Last night I talked about the need for the Nazzy to get above and close above that 50-day moving average in order to instil some confidence. Today it managed to do so, and the volume was better than yesterday.
Yesterday's close could have represented a textbook fail spot, but today it managed to clear that resistance. The QQQ closed at 140.70 today, so now the next target would be around 142.25, then maybe the old all-time highs around 144.
For you technical geeks, it also looks like the MACD curled positive today on QQQ. It will be important to see the Nazzy hold and not give it back now.
The FANG stocks all had good days and FB made new all-time highs. AAPL still looks a little soft if you want to include it in the FAANG.
Biotech was up a percent today and I still love that daily pattern. As you can see below, XBI tried poking its head above that bull flag. There was some good action in some individual names today and the volume on XBI was very good.
FOLD has been a pleasant surprise, but just a heads up, they announced a secondary after the market closed, so it may open down a few percent tomorrow.
AKAO may have found its mojo again as it popped 9% on the best volume in a while.
New name PBYI is trying to break out of that coil. Once it gets through 90-91 it can take off.
I had a couple chances to take a couple of bucks out of SOXS, but I didn't and I stopped yesterday. I hope you did better. The dip buyers in this market are insatiable and unless you take the trade quickly on the short side there is a good chance you take a stop.
Last night I mentioned that I liked the look on SGMO. Today I added it as new long to the portfolio.

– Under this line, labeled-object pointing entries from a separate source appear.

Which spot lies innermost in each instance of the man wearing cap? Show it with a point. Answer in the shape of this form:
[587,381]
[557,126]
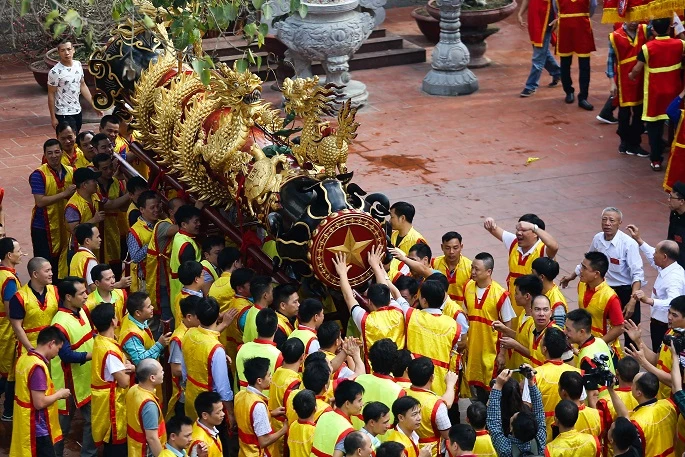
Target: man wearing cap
[676,223]
[85,205]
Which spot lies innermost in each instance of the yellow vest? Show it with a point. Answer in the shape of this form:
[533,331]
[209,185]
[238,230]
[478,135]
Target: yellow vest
[300,438]
[110,251]
[520,265]
[572,444]
[433,337]
[8,341]
[180,240]
[198,349]
[38,315]
[655,423]
[86,211]
[331,427]
[176,388]
[79,263]
[304,334]
[457,279]
[25,414]
[398,436]
[596,304]
[428,431]
[200,435]
[250,330]
[385,322]
[108,401]
[482,341]
[53,215]
[412,237]
[245,402]
[283,380]
[483,446]
[142,233]
[117,299]
[157,265]
[556,298]
[136,398]
[257,348]
[547,378]
[79,332]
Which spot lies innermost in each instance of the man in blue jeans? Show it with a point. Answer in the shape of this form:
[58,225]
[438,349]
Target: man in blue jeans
[540,14]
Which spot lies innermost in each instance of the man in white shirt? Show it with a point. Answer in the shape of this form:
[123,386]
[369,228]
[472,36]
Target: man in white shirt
[65,84]
[626,274]
[669,283]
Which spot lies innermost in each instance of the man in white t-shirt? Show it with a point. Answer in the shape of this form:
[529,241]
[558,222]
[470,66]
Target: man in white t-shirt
[65,85]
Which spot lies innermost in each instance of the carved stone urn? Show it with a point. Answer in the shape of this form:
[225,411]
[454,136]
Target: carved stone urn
[331,32]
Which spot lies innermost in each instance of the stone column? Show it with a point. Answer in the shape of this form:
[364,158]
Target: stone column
[449,75]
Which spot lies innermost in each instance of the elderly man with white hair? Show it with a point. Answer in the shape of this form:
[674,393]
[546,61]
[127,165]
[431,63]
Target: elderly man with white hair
[626,273]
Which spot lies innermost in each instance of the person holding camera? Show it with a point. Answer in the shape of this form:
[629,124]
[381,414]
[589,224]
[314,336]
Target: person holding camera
[669,283]
[528,430]
[655,419]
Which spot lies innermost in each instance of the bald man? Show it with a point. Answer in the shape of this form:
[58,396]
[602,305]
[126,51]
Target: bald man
[669,283]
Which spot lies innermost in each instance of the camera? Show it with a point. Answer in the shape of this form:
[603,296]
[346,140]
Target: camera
[599,375]
[678,341]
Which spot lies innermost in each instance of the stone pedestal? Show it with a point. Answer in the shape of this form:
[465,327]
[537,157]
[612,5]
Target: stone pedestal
[450,75]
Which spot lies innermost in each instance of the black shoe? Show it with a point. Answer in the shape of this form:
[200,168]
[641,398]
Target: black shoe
[585,105]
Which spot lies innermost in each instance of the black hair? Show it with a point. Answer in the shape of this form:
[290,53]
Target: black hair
[463,435]
[255,368]
[308,309]
[189,271]
[176,423]
[292,350]
[97,270]
[404,209]
[304,404]
[328,334]
[529,284]
[433,293]
[581,318]
[374,410]
[83,232]
[648,384]
[402,405]
[598,261]
[477,414]
[135,302]
[50,334]
[566,413]
[422,250]
[207,311]
[267,323]
[240,277]
[205,401]
[101,316]
[420,371]
[402,362]
[451,236]
[382,355]
[259,285]
[67,286]
[549,268]
[346,391]
[572,383]
[379,295]
[227,257]
[556,343]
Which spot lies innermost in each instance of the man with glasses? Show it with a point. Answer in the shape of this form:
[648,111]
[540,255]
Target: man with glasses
[676,223]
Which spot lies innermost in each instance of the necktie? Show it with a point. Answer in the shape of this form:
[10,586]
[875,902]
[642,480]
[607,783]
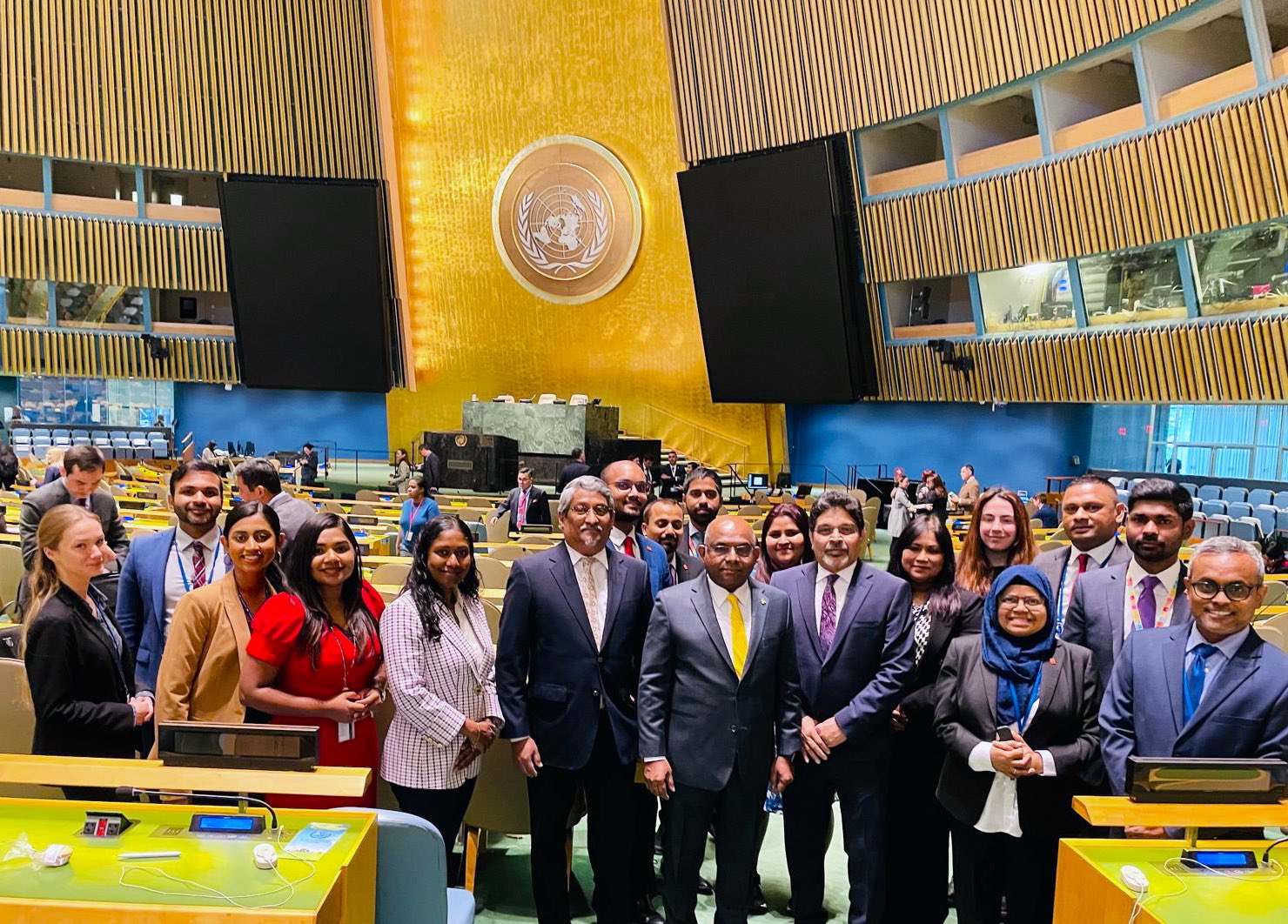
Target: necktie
[1148,605]
[737,636]
[590,598]
[1194,676]
[827,615]
[198,566]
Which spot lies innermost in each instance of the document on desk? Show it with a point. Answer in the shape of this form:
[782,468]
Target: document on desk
[316,840]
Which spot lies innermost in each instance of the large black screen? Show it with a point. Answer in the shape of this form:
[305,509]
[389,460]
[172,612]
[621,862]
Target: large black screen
[309,282]
[775,255]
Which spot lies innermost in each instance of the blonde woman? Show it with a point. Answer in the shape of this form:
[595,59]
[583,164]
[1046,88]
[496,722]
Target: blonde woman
[80,672]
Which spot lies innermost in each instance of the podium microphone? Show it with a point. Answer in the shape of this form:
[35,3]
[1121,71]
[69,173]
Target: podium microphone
[131,793]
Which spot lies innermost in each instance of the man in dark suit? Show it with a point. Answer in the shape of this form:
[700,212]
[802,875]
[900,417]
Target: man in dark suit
[1090,516]
[719,655]
[527,504]
[567,673]
[1207,689]
[663,523]
[431,469]
[856,655]
[1146,593]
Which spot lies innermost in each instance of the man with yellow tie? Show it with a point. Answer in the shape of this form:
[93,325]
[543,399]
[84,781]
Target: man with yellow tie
[719,717]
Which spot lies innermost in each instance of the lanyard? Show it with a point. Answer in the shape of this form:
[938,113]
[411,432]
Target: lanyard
[1164,614]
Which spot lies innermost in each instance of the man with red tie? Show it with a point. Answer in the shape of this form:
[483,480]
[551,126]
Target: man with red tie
[527,505]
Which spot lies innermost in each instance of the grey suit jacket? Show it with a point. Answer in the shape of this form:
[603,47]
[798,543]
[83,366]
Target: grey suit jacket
[45,499]
[694,711]
[1095,617]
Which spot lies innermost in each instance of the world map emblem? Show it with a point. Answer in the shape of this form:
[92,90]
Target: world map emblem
[566,217]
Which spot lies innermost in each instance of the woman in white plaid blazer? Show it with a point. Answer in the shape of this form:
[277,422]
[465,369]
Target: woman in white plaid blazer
[440,662]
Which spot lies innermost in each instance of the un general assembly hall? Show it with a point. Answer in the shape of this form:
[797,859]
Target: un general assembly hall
[644,461]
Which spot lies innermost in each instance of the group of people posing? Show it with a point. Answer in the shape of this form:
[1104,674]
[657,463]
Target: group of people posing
[665,654]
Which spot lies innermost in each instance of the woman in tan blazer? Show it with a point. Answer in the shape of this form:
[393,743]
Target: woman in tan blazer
[201,664]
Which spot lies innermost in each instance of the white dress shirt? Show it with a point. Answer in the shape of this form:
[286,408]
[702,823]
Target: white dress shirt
[1097,555]
[845,577]
[174,574]
[1167,579]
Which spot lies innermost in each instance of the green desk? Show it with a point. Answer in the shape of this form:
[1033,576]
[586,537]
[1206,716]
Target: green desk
[1089,888]
[341,888]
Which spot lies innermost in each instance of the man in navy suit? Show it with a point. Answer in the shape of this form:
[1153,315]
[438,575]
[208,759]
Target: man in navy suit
[855,650]
[567,673]
[1146,593]
[1208,689]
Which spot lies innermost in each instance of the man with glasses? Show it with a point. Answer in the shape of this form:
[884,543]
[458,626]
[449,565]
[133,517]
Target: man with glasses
[567,672]
[1208,689]
[721,713]
[854,645]
[1146,593]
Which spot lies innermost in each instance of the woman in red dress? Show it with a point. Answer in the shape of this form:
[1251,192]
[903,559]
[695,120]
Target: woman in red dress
[314,654]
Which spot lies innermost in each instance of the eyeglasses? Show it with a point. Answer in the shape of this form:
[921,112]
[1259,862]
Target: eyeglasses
[1027,602]
[641,486]
[1236,591]
[721,550]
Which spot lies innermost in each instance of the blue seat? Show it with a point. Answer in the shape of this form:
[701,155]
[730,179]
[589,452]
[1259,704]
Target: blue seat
[411,873]
[1238,510]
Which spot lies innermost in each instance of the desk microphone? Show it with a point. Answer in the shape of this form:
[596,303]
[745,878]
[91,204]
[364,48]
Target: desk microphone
[131,793]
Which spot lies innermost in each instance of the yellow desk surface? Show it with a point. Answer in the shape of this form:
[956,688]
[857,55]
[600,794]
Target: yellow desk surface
[89,888]
[1118,811]
[35,770]
[1089,888]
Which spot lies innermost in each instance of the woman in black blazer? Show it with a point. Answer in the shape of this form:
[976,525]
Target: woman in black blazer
[80,672]
[916,824]
[1016,711]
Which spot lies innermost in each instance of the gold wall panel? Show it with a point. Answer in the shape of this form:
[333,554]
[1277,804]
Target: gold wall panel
[69,249]
[474,84]
[759,74]
[85,354]
[274,86]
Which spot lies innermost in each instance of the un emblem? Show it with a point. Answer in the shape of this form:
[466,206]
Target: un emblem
[566,218]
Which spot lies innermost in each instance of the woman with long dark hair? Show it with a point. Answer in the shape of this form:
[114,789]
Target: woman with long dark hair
[314,655]
[917,894]
[442,673]
[200,673]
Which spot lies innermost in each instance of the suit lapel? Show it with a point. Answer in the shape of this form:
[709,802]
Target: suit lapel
[564,575]
[859,591]
[706,609]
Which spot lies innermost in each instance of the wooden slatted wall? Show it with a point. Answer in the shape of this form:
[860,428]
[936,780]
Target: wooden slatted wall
[759,74]
[115,355]
[1220,170]
[272,86]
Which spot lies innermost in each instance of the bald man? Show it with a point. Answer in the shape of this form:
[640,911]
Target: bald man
[719,716]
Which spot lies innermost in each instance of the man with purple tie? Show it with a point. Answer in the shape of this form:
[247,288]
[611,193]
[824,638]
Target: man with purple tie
[854,646]
[1146,593]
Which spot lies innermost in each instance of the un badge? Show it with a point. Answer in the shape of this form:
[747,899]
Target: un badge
[566,217]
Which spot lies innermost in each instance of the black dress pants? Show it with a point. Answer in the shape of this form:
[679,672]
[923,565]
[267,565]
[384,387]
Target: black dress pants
[987,867]
[735,811]
[609,827]
[807,813]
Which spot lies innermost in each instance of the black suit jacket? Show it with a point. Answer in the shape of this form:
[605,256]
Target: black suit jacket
[1065,723]
[550,677]
[571,472]
[79,684]
[539,506]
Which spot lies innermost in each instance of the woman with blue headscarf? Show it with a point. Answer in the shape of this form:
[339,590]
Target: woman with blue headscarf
[1016,712]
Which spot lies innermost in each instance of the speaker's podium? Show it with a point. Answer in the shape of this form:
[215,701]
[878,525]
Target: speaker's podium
[1090,887]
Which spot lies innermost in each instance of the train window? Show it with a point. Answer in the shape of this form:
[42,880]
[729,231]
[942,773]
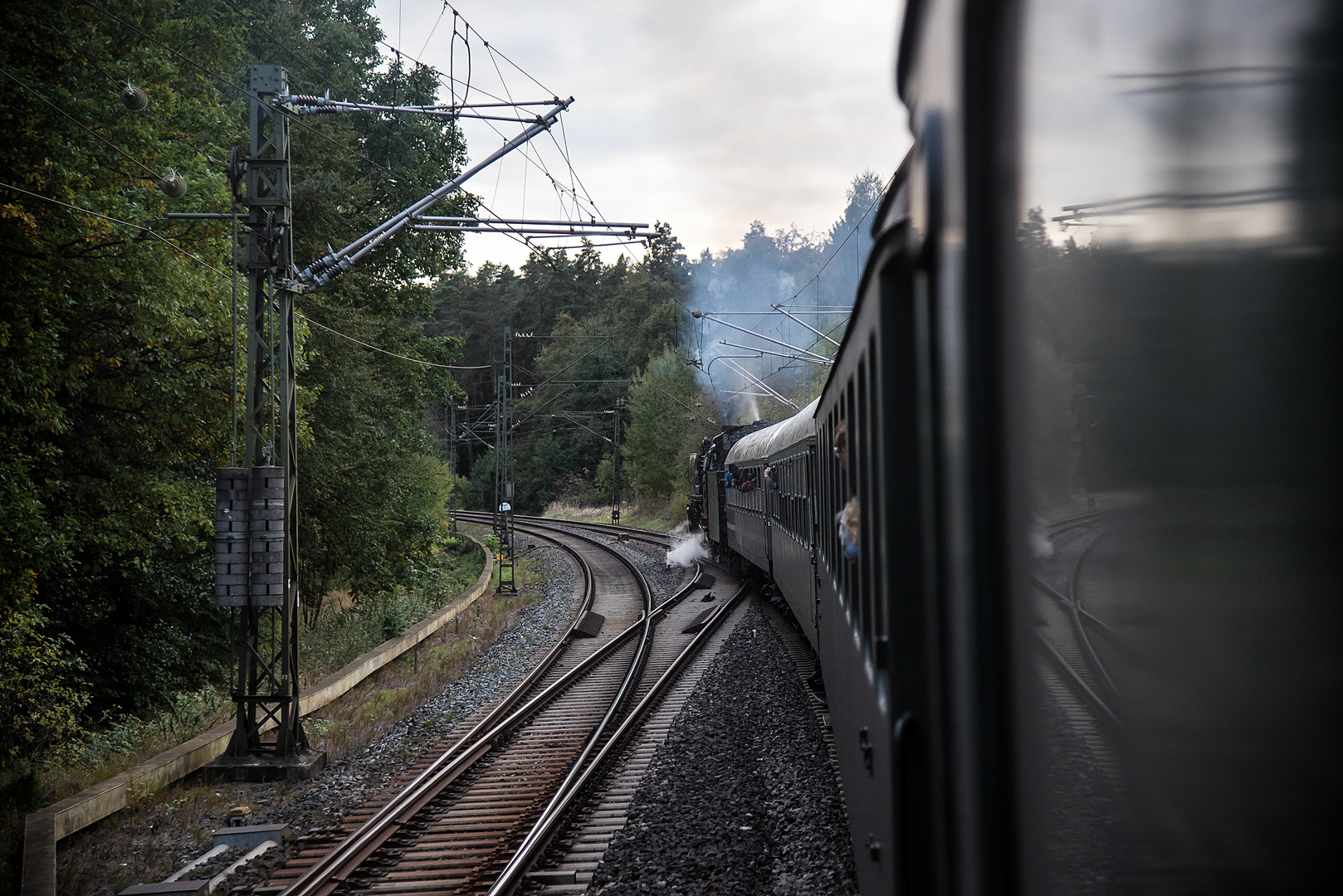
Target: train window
[1174,336]
[860,458]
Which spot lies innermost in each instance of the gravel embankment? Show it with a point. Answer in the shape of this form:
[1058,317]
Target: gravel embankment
[741,796]
[652,561]
[349,782]
[179,825]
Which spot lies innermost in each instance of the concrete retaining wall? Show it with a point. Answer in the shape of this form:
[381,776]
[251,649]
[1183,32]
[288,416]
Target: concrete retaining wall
[46,828]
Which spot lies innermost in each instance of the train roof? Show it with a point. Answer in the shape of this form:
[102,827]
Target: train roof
[774,440]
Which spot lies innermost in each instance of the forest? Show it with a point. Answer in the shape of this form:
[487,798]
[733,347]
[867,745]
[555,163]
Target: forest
[117,370]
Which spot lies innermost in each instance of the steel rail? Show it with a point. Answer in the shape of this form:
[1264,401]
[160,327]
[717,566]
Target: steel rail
[545,828]
[352,850]
[649,536]
[345,857]
[1077,620]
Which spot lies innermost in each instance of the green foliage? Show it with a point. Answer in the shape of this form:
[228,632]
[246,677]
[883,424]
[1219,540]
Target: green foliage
[667,423]
[38,688]
[115,366]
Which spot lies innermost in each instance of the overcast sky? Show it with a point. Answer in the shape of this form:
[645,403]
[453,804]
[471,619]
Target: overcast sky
[706,114]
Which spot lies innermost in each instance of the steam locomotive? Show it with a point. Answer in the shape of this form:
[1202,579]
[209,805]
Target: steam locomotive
[1064,525]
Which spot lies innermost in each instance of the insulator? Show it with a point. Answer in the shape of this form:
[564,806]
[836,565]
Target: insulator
[173,186]
[134,99]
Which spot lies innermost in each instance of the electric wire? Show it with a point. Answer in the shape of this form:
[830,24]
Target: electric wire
[117,221]
[404,358]
[80,124]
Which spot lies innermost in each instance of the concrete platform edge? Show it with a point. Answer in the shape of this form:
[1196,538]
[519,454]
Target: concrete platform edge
[45,828]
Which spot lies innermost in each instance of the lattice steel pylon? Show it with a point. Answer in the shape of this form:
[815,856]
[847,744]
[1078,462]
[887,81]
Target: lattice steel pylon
[256,555]
[504,469]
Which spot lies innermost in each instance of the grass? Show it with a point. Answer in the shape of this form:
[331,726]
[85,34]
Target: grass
[343,631]
[130,845]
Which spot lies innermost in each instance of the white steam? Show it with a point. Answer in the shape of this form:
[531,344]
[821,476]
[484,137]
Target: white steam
[686,551]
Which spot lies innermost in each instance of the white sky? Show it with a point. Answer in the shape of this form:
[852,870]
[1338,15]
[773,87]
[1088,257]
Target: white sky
[706,114]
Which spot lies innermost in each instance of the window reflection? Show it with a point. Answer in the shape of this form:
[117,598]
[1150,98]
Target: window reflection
[1179,323]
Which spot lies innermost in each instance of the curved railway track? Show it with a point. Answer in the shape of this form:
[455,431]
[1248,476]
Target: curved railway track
[473,817]
[1065,626]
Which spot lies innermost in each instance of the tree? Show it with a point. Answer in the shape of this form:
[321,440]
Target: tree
[667,421]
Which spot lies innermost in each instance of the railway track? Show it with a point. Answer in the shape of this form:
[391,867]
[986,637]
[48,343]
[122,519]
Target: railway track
[1068,633]
[473,817]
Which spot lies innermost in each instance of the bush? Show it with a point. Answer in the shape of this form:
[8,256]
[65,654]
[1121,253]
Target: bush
[39,699]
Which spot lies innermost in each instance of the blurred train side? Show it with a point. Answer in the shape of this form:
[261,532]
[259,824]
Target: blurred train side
[1175,384]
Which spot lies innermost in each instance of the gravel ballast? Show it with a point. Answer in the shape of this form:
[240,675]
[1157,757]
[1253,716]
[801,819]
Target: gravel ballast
[178,825]
[741,796]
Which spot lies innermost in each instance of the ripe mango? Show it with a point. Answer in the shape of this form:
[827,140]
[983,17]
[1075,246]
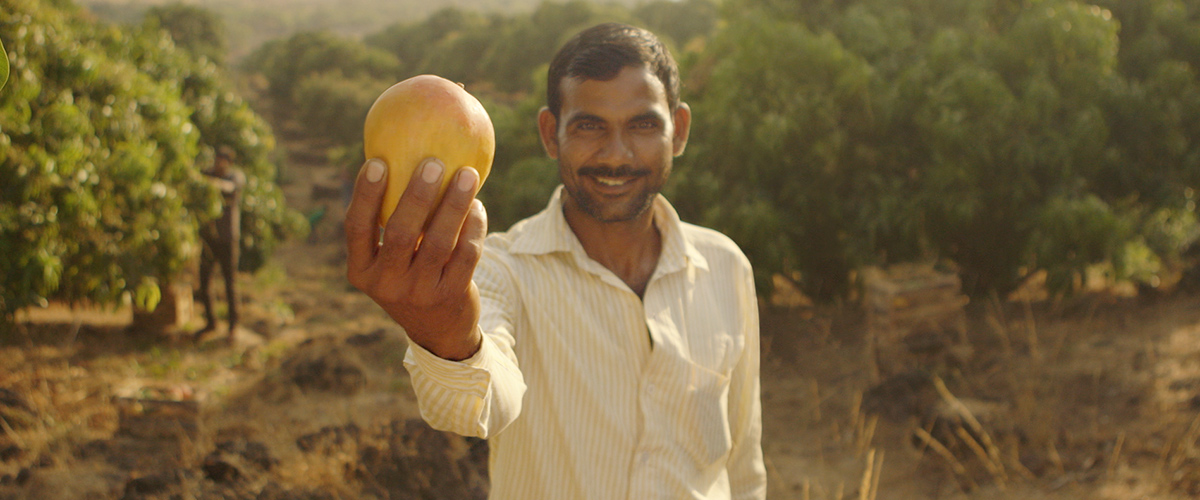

Once through the 9.70 level, I can see 11 bucks.
Hopefully, we can see some good trading action going forward even with a low volume market.
Earnings Are Coming, Here's Some Info
- Second-quarter earnings season kicks off this week. The outlook for S&P 500 earnings remains bright after earnings growth accelerated to the highest level since the fourth quarter of 2011 last quarter.
- According to FactSet, second quarter earnings are expected to grow 6.3% year-over-year with sales up 4.7% year-over-year. Last year, second quarter earnings fell 2.8% with sales up 0.1% as earnings fell in commodity and financial sectors.
- Last quarter, earnings growth accelerated to 13.8%, with sales up 7.7%. That was the third consecutive quarter of growth at the highest level since the fourth quarter of 2011.
- Earnings tend to come in better than Wall Street's forecast, which are generally based on guidance from conservative company management.
- Earnings are expected to grow 3.7% excluding the 364% growth (off a low-base) expected from the energy sector. Earnings growth was 9.7% in Q1, excluding the energy sector.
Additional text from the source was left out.